Gradually I began to hear real sounds, sounds not man made. Owls, several of them, and in all directions from me seemed to be calling out to each other.
“HOOT HOOT…hoo hoo hoo,” one would say say. Then another, a little further away, would answer using the same exact phrase.
“HOOT HOOT…hoo hoo hoo.”
These conversations kept up more or less continuously and I really enjoyed listening to them.
But then, suddenly, I heard a much different sound, and much closer to me.
At first I wasn’t sure I’d really heard something, so I listened closer. A few seconds later I heard it again, clearly this time.
It was a lonely cow moose in the nearby woods, calling out for another moose, a gentleman preferably, to keep her company.
She continued calling at regular intervals for quite some time. But she never did get an answer. Each moan she made sounded sadder, a little lonelier, than the previous one.

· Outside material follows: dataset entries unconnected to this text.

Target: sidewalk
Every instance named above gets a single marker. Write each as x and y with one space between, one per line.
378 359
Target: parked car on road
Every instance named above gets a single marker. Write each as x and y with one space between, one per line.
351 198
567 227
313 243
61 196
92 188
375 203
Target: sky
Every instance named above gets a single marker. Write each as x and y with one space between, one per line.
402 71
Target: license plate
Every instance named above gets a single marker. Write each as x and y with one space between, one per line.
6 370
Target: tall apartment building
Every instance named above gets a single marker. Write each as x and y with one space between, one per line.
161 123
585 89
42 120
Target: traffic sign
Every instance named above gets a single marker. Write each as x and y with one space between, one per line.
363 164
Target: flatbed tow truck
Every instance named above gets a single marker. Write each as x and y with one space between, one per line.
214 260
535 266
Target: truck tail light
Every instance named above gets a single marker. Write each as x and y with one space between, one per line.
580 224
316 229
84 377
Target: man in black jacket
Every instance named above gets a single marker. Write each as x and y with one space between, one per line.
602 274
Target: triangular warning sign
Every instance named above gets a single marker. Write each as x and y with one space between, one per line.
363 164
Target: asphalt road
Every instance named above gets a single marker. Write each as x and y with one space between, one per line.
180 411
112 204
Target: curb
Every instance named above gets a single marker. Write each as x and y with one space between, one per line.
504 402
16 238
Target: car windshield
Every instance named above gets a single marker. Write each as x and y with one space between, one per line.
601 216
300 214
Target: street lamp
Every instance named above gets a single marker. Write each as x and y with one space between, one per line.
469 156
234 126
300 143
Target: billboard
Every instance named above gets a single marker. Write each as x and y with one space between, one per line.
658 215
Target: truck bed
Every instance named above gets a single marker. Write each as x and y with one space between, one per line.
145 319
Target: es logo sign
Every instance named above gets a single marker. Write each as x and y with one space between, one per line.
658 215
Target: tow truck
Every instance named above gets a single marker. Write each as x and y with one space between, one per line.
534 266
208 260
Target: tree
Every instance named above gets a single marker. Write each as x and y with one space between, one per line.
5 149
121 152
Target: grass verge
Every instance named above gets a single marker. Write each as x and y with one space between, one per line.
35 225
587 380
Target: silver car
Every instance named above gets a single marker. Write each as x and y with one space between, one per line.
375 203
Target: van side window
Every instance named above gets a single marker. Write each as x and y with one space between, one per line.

“Mehhhhhhhhhhhhhhh,” she cried.
But no one answered her.
No one at all.
I thought I could hear her sobbing between calls, but I wasn’t sure.
Finally, her calls got further and further away from me as she walked across the valley.
“Mehh.” I heard her say one last time. Then she was gone.
“So long.” I said under my breath, wishing her good luck & hoping she’d find some happiness very soon.
It was quiet again, except for the owls of course. They were still talking to each other.
Trying to decide who was buying breakfast I guessed.
Finally, it was time to end my exposure of the stars. This time I could actually see white lines on the screen, star trails I was sure, and was quite pleased with myself for that. It wasn’t exactly a breathtaking photograph, far from it I suppose, but at least I knew I could do it and approximately how much time to set the exposure for. Now, the next time I couldn’t sleep and the stars were out, I could give it another try, trying a little harder to be more creative perhaps.
By now it was getting much lighter out, I could see a brightness in the sky to my left as the sun crept up the backside of the distant mountains. Pastel colors began appearing in various regions of the sky too, so I just stayed out there on the deck, enjoying the rest of the morning, and taking many more pictures of another sunrise in Alaska.
I’m actually glad I got up early. I enjoyed feeling like I was a part of nature for a while.
Before the rest of the world woke up and started making noise again.